With production partner Eighth Day Sound (and Jordan Zur handling logistics), The Who sound team comprised Paul Ramsay at FOH, and Simon Higgs and long-time Who engineer Bob Pridden on monitors. For the first time, the band migrated away from its steadfast audio solutions–dual D5s at FOH and an analog console at monitor world–in favor of digital consoles with a smaller footprint, namely the new SD7 and D5, respectively. In addition, a second SD7 handled FOH for the majority of other ‘Honors’ performances–artists such as Foo Fighters, Adam Sandler and Tenacious D–manned by ATK’s Mike Stewart, in his first use of a DiGiCo console of any variety.

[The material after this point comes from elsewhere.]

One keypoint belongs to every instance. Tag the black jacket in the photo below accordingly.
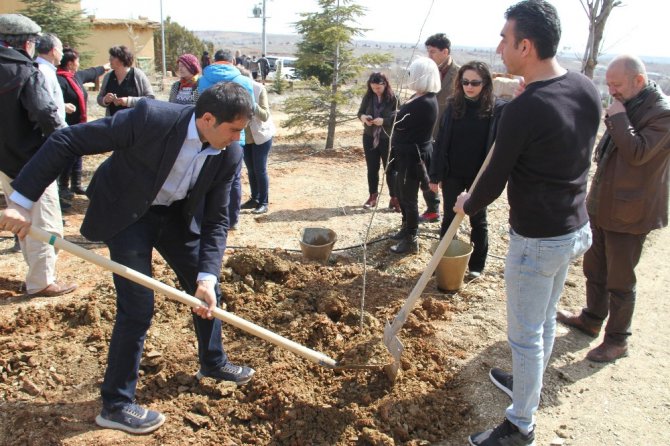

At the DiGiCo SD7 used for FOH on the Who’s Rock Honors show were (l-r): Paul Ramsay, FOH engineer; Jordan Zur, logistics; and Mike Stewart of ATK.Ramsay employed a single SD7 at FOH, upgraded from a pair of D5s (the second running in mirror mode as a back-up console) to handle just over 80 inputs. With only one soundcheck prior to the first show and no production rehearsals, he commented, “I’ve been mixing on DiGiCo consoles since the start of 2003, and was an analogue guy up to that point. But, since first using a D5, I’ve never looked back. It’s the best sounding console I’ve ever mixed on. I’ve noticed since using them, that the separation you can hear of all the instruments in the mix is incredible, but still the whole mix sounds solid as one. Plus, with its ease of use, with everything in front of you, no layers and the touch-sensitive screens, it still has the hands-on approach and feel of an analogue console. The SD7 in particular has an even easier work surface to use and that made it an easy console to jump on. From its color-coded knobs, to indents on the graphic EQ’s, to very clear accurate metering, to easy socket file set up, to bigger and clearer screens with so much information in front of you… there are too many extras to list! Most importantly, even running at 48K, it sounds to me better than a D5, with a clearer high end and tighter lows. The gate and compressor are also clearer and easier to use and sound better. I love it! Need I go on?”
Space constraints were definitely a factor in the decision to retool the overall audio footprint with the number of inputs and outputs required for the shows. At monitors, the band has traditionally used analog consoles going back many years. “They’ve always used Midas consoles, so I think everyone was a bit unsure about switching to digital,” recalled Higgs. “The initial reason for swapping was we literally didn’t have the room for the analog console and all the racks of outboard gear needed for the shows. That was really the thing that pushed me over in favor of using the D5. In the end, I know Bob trusted me enough to go with the DiGiCo and after that, they were fine. It worked out well as I have all the outputs used-34 busses and 12 directs, 20 of which are going to Pete’s rackmount mixing desk with a mini DiGiCo 20-channel console so he can mix all of his own sounds on stage.”
Ramsay records every show onto Nuendo via MADI multitrack, which he uses for fine-tuning the mix each day, and serves as an archive of the show. “The added bonus of doing this means I can do virtual soundchecks on the console,” he imparts. “As input list is changing at present it’s easy to add or remove channels and extra dynamics as required without moving from the console surface. On normal tours, we’ll do a 5.1 mix off the DiGiCo console onto a Digidesign 002 Pro Tools system, which are put on The Who satellite station the next day and available for sale within a few weeks on the web.”